16S rRNA phylogeny. Maximum-likelihood 16S rRNA gene tree (739 unambiguously aligned nucleotides) showing the relationship of the Thalassoarchaea (bold and black) with other MGII (MG2-GG3-assembled genome in bold and green). The clusters where thalassoarchaeal sequences appear are red shadowed. Numbers at nodes in major branches indicate bootstrap support (shown as percentages and only those >50%) by ML in MEGA 5.10. Scale bar represents the estimated number of substitutions per site. The different clusters are named following Galand et al., 2010. Sampling locations: MED, Mediterranean Sea; HOT, Hawaii Ocean Time-Series, North Pacific Gyre (ALOHA station); SP, South Pacific; ETSP, Eastern Tropical South Pacific; ESP, Eastern South Pacific; WP, western Pacific; SA, South Atlantic; NA, North Atlantic; GM, Gulf of Mexico; NP, North Pacific; CS, China Sea; NAEC, North American East Coast; GI, Galapagos Islands; CS, Caribbean Sea; TSP, Tropical South Pacific. The GOS data set identifiers are shown next to each GOS scaffold.

We examined whether similar sequences had been assembled before from other metagenomic data sets by searching the 16S rRNA and 23S rRNA genes in the entire collection of assembled scaffolds from the GOS data set (Venter et al., 2004; Rusch et al., 2007). Five GOS scaffolds were retrieved with a 16S rRNA 100% identical over 97% of the gene to either of our MGIIB 16S rRNA genes (species threshold level) (Supplementary Figure 1), and an additional five at 95% identity at 95% coverage. Therefore, it seems that the microbes represented by the MGIIB fosmids described here are geographically widespread and not an artifact of assembly. The GOS scaffolds were short and contained mostly only the rRNA sequence.

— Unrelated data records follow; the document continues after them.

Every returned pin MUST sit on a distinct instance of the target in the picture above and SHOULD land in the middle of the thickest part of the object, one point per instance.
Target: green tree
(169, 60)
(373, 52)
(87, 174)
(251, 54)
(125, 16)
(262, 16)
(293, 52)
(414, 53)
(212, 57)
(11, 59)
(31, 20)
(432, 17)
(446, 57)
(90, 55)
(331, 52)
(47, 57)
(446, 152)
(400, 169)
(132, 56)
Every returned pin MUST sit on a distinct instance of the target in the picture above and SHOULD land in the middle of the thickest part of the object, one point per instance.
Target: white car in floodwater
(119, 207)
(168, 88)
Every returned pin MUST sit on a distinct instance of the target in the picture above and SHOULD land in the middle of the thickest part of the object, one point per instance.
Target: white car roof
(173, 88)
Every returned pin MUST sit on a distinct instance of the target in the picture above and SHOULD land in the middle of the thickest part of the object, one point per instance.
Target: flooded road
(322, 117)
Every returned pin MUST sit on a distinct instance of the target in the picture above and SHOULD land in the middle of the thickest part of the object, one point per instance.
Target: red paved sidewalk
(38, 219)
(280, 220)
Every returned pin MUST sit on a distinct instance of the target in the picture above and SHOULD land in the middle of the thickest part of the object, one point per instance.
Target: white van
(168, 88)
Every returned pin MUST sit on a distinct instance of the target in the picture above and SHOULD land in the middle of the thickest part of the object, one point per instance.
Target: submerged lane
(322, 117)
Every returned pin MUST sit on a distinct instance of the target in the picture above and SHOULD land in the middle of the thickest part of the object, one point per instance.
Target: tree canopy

However, when they also presented a few more genes they were syntenic to our fosmids. It is interesting to note that most of them were from temperate or tropical regions. When a similar search was performed using the MGIIA 16S rRNA found in the assembled MG2-GG3 (Iverson et al., 2012), no 16S rRNA sequence was found at >97% identity, suggesting less prevalence of this clade in open ocean or coastal metagenomes. In an effort to visualize the abundance of these MGIIB cells at the DCM we carried out FISH with a lineage-specific probe designed with the sequence of the 16S rRNA present in our fosmids. The plankton sample used came from the DCM of June 2009 (see Methods). A specific probe was designed to detect MGIIB and we could see a significant number of DAPI stained cells that hybridized with the probe (1.8%, n=10). Cells were very small, less than a 1 μm (Figure 2). Considering that we are providing an image for these microbes and on the grounds of the phylogenetic distance we would like to propose the taxonomic rank of class for the members of this group that overlaps with the 16S rRNA defined group IIB. We suggest the name Candidatus Thalassoarchaea marina and Candidatus Thalassoarchaea mediterranei, from the greek name for the sea ‘thalassa’, for the microbes represented by the 16S rRNA sequences described here and stained by the probe (Figure 1).

Figure 2
figure 2

Microscopy of MGII cells. DCM seawater sample from Mediterranean Sea hybridized with fluorescein-labeled 16S rRNA group II archaeal probes (left panel, ‘ThaMar’ probe and right panel, ‘Eury 806’ probe). Images of the same field were captured using the fluorescein filter set (lower panels) and the DAPI filter set (upper panels). Scale bars, 10 μm.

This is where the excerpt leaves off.